Surveillance of Barrett's Esophagus Patients in an Expert Center is Associated With Low Disease-Specific Mortality

Abstract

Introduction: Specialist guidelines recommend endoscopic surveillance for Barrett's esophagus to reduce mortality related to esophageal adenocarcinoma, but the setting for optimal Barrett's esophagus monitoring is unclear. We assessed progression rate and disease-specific mortality in a large cohort of patients followed up at a single Barrett's esophagus expert center.

Methods: For this prospective longitudinal single center cohort study, we recruited patients with a previous diagnosis of Barrett's esophagus between 2004 and 2022. Endoscopists were trained in Barrett's esophagus surveillance standards and image-enhanced techniques, and biopsies were reviewed by expert pathologists. Exclusion criteria were a single surveillance endoscopy, high-grade dysplasia, or esophageal adenocarcinoma at or within 12 months from index endoscopy and patients with < 12 months follow-up. The primary outcome was the neoplastic progression rate of Barrett's esophagus with intestinal metaplasia to high-grade dysplasia/esophageal adenocarcinoma. Secondary outcomes included cancer stage and disease-specific mortality, risk factors for progression and progression rate in patients with Barrett's esophagus with only gastric metaplasia or irregular z-line and intestinal metaplasia (IZL-IM).

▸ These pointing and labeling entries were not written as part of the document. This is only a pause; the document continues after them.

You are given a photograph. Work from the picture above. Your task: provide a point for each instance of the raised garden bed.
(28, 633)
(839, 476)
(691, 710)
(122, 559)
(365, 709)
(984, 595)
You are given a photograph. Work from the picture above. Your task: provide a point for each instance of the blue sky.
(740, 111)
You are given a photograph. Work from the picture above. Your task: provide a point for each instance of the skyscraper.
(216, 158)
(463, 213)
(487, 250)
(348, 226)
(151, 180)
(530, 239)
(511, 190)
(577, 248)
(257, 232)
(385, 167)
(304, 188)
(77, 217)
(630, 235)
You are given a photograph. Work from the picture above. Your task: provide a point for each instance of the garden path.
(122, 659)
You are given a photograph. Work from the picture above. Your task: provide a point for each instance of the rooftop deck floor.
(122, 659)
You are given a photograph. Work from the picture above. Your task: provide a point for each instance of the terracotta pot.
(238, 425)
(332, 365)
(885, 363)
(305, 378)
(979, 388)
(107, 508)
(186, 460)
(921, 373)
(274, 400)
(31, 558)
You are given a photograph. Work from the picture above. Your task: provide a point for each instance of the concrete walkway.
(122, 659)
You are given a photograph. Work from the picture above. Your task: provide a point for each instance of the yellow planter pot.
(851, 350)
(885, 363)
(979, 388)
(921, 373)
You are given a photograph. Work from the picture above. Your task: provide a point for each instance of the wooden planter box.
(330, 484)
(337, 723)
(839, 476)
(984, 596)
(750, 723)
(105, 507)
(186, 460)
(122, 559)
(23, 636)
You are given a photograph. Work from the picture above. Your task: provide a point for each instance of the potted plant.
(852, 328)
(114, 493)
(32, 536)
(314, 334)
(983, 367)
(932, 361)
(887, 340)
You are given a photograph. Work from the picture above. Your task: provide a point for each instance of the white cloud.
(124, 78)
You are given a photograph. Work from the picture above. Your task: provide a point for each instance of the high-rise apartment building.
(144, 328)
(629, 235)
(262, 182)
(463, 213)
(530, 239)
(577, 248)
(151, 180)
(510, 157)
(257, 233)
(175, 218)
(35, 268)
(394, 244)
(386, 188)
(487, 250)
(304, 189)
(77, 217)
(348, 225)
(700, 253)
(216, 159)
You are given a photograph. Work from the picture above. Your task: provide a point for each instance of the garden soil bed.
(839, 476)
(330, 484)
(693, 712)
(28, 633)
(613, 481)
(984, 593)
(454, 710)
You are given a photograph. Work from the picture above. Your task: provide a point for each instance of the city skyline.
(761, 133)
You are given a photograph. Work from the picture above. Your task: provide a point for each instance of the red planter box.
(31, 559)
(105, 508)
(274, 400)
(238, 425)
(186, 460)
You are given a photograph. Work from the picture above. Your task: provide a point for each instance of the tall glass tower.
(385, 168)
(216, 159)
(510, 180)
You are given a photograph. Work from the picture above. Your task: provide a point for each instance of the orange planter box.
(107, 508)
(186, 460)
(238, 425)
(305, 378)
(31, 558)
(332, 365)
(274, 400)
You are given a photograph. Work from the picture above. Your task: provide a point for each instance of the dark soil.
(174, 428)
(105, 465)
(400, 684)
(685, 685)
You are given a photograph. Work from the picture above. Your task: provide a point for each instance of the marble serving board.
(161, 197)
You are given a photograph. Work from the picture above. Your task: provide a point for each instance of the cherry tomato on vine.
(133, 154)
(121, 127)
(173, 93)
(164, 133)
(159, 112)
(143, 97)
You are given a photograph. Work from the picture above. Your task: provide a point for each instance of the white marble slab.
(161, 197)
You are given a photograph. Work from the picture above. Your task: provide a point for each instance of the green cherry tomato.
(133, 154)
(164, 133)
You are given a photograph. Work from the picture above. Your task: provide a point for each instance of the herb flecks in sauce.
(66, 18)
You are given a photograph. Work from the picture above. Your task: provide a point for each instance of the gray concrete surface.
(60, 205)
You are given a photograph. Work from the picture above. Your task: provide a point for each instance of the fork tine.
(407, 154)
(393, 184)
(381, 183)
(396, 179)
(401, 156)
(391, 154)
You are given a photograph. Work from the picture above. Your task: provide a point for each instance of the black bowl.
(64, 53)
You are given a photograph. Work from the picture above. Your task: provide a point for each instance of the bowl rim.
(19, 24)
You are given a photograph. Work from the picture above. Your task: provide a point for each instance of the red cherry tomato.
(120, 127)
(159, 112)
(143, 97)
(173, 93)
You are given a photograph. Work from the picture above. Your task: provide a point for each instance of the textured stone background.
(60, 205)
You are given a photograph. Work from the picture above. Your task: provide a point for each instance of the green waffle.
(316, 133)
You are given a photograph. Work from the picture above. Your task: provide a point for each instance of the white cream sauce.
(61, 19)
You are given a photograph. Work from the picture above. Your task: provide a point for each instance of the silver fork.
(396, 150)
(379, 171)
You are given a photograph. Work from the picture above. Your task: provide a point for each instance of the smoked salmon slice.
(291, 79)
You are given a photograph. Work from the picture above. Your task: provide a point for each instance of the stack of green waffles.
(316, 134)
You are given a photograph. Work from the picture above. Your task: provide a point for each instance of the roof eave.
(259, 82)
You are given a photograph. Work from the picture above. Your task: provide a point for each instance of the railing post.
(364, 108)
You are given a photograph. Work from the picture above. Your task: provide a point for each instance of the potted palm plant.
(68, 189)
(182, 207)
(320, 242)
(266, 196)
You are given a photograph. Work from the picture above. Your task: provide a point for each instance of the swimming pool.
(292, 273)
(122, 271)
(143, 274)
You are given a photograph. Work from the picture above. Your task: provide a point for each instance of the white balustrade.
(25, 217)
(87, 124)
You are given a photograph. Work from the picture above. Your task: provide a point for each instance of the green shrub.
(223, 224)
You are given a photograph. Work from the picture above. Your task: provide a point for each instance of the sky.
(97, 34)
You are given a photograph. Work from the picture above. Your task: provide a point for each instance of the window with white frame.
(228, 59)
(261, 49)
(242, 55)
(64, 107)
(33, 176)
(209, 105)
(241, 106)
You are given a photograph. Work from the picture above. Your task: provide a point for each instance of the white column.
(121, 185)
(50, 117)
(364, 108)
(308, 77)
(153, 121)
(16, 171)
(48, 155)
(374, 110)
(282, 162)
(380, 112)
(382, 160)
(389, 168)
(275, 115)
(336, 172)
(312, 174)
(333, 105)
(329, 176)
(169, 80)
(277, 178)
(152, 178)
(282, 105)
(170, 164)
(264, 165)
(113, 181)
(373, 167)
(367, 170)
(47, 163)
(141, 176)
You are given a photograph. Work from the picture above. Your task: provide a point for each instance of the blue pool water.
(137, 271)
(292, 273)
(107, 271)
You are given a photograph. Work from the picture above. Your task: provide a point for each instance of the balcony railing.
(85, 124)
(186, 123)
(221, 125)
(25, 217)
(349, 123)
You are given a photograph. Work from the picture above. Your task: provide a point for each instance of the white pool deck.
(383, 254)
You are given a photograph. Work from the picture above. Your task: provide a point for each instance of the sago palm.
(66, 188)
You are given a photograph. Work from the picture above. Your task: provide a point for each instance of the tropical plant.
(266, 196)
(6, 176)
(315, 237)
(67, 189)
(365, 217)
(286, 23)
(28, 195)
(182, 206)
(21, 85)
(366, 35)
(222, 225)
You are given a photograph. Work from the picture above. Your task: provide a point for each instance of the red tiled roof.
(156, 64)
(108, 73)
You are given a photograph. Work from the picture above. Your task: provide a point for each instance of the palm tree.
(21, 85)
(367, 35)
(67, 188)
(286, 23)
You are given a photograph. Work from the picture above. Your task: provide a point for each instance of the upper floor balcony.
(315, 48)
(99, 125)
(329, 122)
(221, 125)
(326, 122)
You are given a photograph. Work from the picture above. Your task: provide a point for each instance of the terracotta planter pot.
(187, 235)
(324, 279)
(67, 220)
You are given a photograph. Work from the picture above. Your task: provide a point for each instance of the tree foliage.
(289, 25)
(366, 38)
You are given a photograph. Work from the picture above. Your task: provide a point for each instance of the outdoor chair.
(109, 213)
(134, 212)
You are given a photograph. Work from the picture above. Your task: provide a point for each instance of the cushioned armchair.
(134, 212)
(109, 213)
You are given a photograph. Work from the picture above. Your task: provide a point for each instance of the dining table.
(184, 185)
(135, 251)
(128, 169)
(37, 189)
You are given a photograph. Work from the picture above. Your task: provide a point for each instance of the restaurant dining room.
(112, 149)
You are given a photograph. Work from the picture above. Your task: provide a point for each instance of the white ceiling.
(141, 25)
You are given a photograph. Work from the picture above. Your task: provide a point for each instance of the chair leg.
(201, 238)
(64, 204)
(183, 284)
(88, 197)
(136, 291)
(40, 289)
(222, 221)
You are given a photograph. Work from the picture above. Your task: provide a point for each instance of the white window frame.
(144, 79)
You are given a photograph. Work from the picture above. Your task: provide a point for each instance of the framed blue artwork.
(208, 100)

Results: A total of 1932 patients were recruited, of which 969 were included in the primary analysis with a median follow-up of 5.8 years. Of these, 109 developed high-grade dysplasia or esophageal adenocarcinoma with a progression rate of 1.63%/year. Overall, 48 patients received an esophageal adenocarcinoma diagnosis, of which 89,5% (43/48) had stage 1%, and 0.3% patients (3/969) had disease-specific mortality. Multivariate analysis showed that age, alcohol consumption, esophagitis, Barrett's esophagus length, hiatus hernia length, low-grade dysplasia and neutrophil/lymphocyte ratio were risk factors for progression. The rate of progression in patients with Barrett's esophagus-gastric metaplasia or IZL-IM was 0.06%/year.

Conclusions: Endoscopic surveillance in an expert Barrett's esophagus center leads to a high neoplastic progression rate, and a low rate of disease-specific mortality. Further research to correlate disease-specific mortality and cancer stage with dysplasia detection rate is warranted to develop diagnostic quality indicators specific for Barrett's esophagus.

Keywords: Barrett's esophagus; esophageal adenocarcinoma; high‐grade dysplasia; intestinal metaplasia.

FIGURE 1

Patient flowchart. Of the 1932 patients who consented to the Cambridge Barrett's registry, 782 did not meet the inclusion criteria for this study. The 181 Barrett's esophagus with gastric metaplasia only (BE‐GM) and irregular Z‐line with IM (IZL‐IM) were only included in the secondary analysis. 109 patients with BE (11.2%) progressed during the study period to HGD/EAC. A single patient with minimal Barrett's disease progressed to cancer. EAC, esophageal adenocarcinoma; EGD, Esophago‐gastroduodenoscopy; EET, endoscopic eradication therapy; GM, gastric metaplasia; IMC, intramucosal cancer.

FIGURE 2

Kaplan–Meier estimates of the probability of progression to HGD or EAC among the different BE subgroups. Vertical marks indicate the time of censoring. The estimate of the hazard ratio was based on a Cox model stratified according to the length of BE and presence of intestinal metaplasia (IM) and adjusted for age and gender. There was an indication of non‐proportional hazards for the longer segment BE groups (BE 3–9 cm and BE ≥ 10 cm). BE‐GM or irregular Z‐line (IZL) with IM was used as a reference.